Pearls of wisdom for absent or underdeveloped vagina.

1. Be in touch with your body to understand it well as you are not the only one having this condition.

2. You are not born less as absence or underdeveloped vagina cannot define women.

3. Advances in medical science can enable you to have and enjoy a normal sex life

4. There are many different options around dilation and lengthening a vagina and the best guidance will be provided at our center at Yash IVF, Deccan.

5. Most of the time, women with MRKHS have ovaries, so can ovulate, may have cyclic abdomen pain

At Yash IVF we have seen & treated about 5 such cases in the last couple of years.

A few of these cases were diagnosed at Yash IVF while the others were referred for pregnancy.

Treatment pattern was divided into 2 phases.  – The first phase being enabling the woman to have a normal sex life. Comprehensive tests,  targetted therapy from our team of gynecologists, reproductive endocrinologists and genetic counselors, followed by reconstructive surgery for creating a vagina (vaginoplasty) makes this a reality.

The next phase is enabling parenthood for the couple. 

Some Ladies with MRKHS may have normal ovarian function and can ovulate. Others may not have functional ovaries.
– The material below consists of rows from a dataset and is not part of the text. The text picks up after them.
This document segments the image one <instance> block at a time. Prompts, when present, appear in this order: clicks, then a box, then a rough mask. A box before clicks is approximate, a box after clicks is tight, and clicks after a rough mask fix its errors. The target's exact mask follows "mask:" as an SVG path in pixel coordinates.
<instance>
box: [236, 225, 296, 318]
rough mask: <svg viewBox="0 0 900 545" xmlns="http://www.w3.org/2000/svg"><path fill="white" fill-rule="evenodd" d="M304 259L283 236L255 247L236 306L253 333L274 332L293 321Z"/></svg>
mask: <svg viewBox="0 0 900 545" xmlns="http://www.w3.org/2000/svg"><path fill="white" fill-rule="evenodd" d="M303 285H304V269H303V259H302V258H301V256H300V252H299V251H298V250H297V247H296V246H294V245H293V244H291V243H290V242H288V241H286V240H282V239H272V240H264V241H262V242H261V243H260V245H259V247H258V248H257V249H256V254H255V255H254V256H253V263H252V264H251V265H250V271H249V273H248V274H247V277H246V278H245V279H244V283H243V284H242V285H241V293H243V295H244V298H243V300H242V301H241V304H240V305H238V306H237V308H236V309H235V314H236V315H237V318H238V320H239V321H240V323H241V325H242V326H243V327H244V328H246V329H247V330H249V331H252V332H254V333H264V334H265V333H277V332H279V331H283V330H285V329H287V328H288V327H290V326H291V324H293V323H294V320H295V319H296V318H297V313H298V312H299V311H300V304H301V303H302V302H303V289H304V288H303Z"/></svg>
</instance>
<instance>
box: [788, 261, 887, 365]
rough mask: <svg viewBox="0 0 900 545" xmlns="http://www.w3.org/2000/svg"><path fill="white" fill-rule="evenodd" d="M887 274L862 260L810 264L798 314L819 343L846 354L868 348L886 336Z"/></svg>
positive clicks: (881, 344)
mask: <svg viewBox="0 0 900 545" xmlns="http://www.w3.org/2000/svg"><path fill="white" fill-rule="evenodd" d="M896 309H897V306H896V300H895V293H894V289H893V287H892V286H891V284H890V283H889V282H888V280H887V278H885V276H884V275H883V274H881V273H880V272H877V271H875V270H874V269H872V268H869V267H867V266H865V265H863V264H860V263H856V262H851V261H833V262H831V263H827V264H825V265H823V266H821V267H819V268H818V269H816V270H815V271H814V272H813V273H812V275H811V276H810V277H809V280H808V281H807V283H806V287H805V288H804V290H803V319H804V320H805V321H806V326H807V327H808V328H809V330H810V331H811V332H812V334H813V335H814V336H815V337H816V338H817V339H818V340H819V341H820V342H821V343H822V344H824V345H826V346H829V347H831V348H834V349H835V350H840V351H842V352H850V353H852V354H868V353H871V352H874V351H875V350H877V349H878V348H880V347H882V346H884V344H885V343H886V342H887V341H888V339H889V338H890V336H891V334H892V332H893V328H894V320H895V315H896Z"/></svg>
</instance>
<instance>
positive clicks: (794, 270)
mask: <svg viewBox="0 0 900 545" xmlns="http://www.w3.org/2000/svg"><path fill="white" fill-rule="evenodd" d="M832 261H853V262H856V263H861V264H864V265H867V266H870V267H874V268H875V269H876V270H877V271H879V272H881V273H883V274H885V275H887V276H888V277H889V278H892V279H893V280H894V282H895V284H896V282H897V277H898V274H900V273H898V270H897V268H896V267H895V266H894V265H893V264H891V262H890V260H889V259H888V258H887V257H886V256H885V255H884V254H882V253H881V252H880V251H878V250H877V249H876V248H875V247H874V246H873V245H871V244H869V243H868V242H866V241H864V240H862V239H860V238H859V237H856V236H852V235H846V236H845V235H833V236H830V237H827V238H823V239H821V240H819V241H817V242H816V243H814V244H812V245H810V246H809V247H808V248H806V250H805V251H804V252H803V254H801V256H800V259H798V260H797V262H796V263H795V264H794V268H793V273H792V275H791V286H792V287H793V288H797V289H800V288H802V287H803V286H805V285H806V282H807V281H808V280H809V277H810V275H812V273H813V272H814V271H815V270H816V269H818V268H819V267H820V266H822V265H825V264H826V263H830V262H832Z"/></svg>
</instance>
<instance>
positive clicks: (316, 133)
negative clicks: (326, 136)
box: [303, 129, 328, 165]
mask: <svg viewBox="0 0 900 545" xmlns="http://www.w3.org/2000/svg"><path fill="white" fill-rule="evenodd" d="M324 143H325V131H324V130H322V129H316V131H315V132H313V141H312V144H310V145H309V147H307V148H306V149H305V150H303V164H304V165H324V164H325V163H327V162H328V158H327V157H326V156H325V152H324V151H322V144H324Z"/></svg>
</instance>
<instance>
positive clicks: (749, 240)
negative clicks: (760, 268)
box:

Those with functional ovaries can undergo hormonal stimulation and their eggs can be harvested and fertilised by the sperm of their husbands. Those without a functional ovary can utilize the services of a donor. Eggs harvested from the donor’s ovaries can be fertilised by the husband of the MRKHS patient to generate healthy embryos.  Since the woman does not have a uterus, she can not bear her own child and so has to resort to surrogacy to make this a reality.  So  they can have a child through surrogacy by implanting embryos generated as above, into the womb of a surrogate mother.

We are a registered Surrogacy center and have our own ART Bank as well, in case donor eggs are required. This makes it easier for our patients as all the processes can be accomplished under a single umbrella.